简体   繁体   English

特殊 ä ö 字符会破坏 UTF-8 编码

[英]Special ä ö characters break UTF-8 encoding

A user on my site inputted special characters into a text field: ä ö我网站上的用户在文本字段中输入了特殊字符:ä ö

These apparently are not the same ä ö characters I can input from my keyboard because when I paste them into Programmer's Notepad, they split into two: a¨ o¨这些显然不是我可以从键盘输入的 ä ö 字符,因为当我将它们粘贴到程序员的记事本中时,它们分成两部分:a¨ o¨

On my site's server side I have a PHP script that identifies illegal special characters in user input and highligts them in an html error message with preg_replace .在我网站的服务器端,我有一个 PHP 脚本,它可以识别用户输入中的非法特殊字符,并在带有preg_replace的 html 错误消息中突出显示它们。

The character splitting happens there too so I get a normal letter a and o with a weird lone xCC character that breaks the UTF-8 string encoding and json_encode function fails as a result.字符拆分也在那里发生,所以我得到一个普通的字母 a 和 o,带有一个奇怪的单独 xCC 字符,它破坏了 UTF-8 字符串编码,结果json_encode函数失败。

What would be the best way to handle these characters?处理这些角色的最佳方法是什么? Should I try to replace the special ä ö chars and replace them with the regular ones or can I somehow catch the broken UTF-8 chars and remove or replace them?我应该尝试替换特殊的 ä ö 字符并用常规字符替换它们,还是可以以某种方式捕获损坏的 UTF-8 字符并删除或替换它们?

It's not that these characters have broken the encoding, it's just that Unicode is really complicated .不是这些字符破坏了编码,只是Unicode真的很复杂

Commonly used accented letters have their own code points in the Unicode standard, in this case:常用的重音字母在 Unicode 标准中有自己的代码点,在这种情况下:

  • U+00E4 "LATIN SMALL LETTER A WITH DIAERESIS" U+00E4“带分音符的拉丁文小写字母 A”
  • U+00F6 "LATIN SMALL LETTER O WITH DIAERESIS" U+00F6“带分音符的拉丁文小写字母 O”

However, to avoid encoding every possibility, particularly when multiple diacritics (accents) need to be placed on the same letter, Unicode includes "combining diacritics", such as:但是,为了避免对所有可能性进行编码,特别是当需要在同一个字母上放置多个变音符号(重音符号)时,Unicode 包括“组合变音符号”,例如:

  • U+0308 "COMBINING DIAERESIS" U+0308 "组合分色"

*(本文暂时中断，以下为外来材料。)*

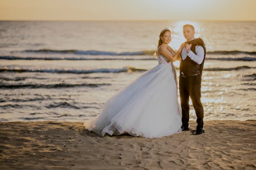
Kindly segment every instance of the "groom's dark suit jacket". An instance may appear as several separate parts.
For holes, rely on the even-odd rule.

When placed after the code point for a normal letter, these code points add a diacritic to it when displaying.当放置在普通字母的代码点之后时,这些代码点在显示时会为其添加变音符号

As you've seen, this means there's two different ways to represent the same letter.正如您所见,这意味着有两种不同的方式来表示同一个字母。 To help with this, Unicode includes "normalization forms" defined in an annex to the Unicode standard :为了帮助解决这个问题,Unicode 包括在 Unicode 标准的附件中定义的“规范化形式”:

  • Normalization Form D (NFD): Canonical Decomposition规范化形式 D (NFD):规范分解
  • Normalization Form C (NFC): Canonical Decomposition, followed by Canonical Composition规范化形式 C (NFC):规范分解,然后是规范组合
  • Normalization Form KD (NFKD): Compatibility Decomposition归一化形式 KD (NFKD):兼容性分解
  • Normalization Form KC (NFKC): Compatibility Decomposition, followed by Canonical Composition归一化形式 KC (NFKC):兼容性分解,然后是规范组合

Ignoring the "Compatibility" forms for now, we have two options:暂时忽略“兼容性”表单,我们有两个选择:

  • Decomposition, which uses combining diacritics as often as possible分解,尽可能多地使用组合变音符号
  • Composition, which uses specific code points as often as possible组合,尽可能多地使用特定的代码点

So one possibility is to convert your input into NFC, which in PHP can be achieved with the Normalizer class in the intl extension .因此,一种可能性是将您的输入转换为 NFC,这在 PHP 中可以通过intl扩展中的Normalizer来实现。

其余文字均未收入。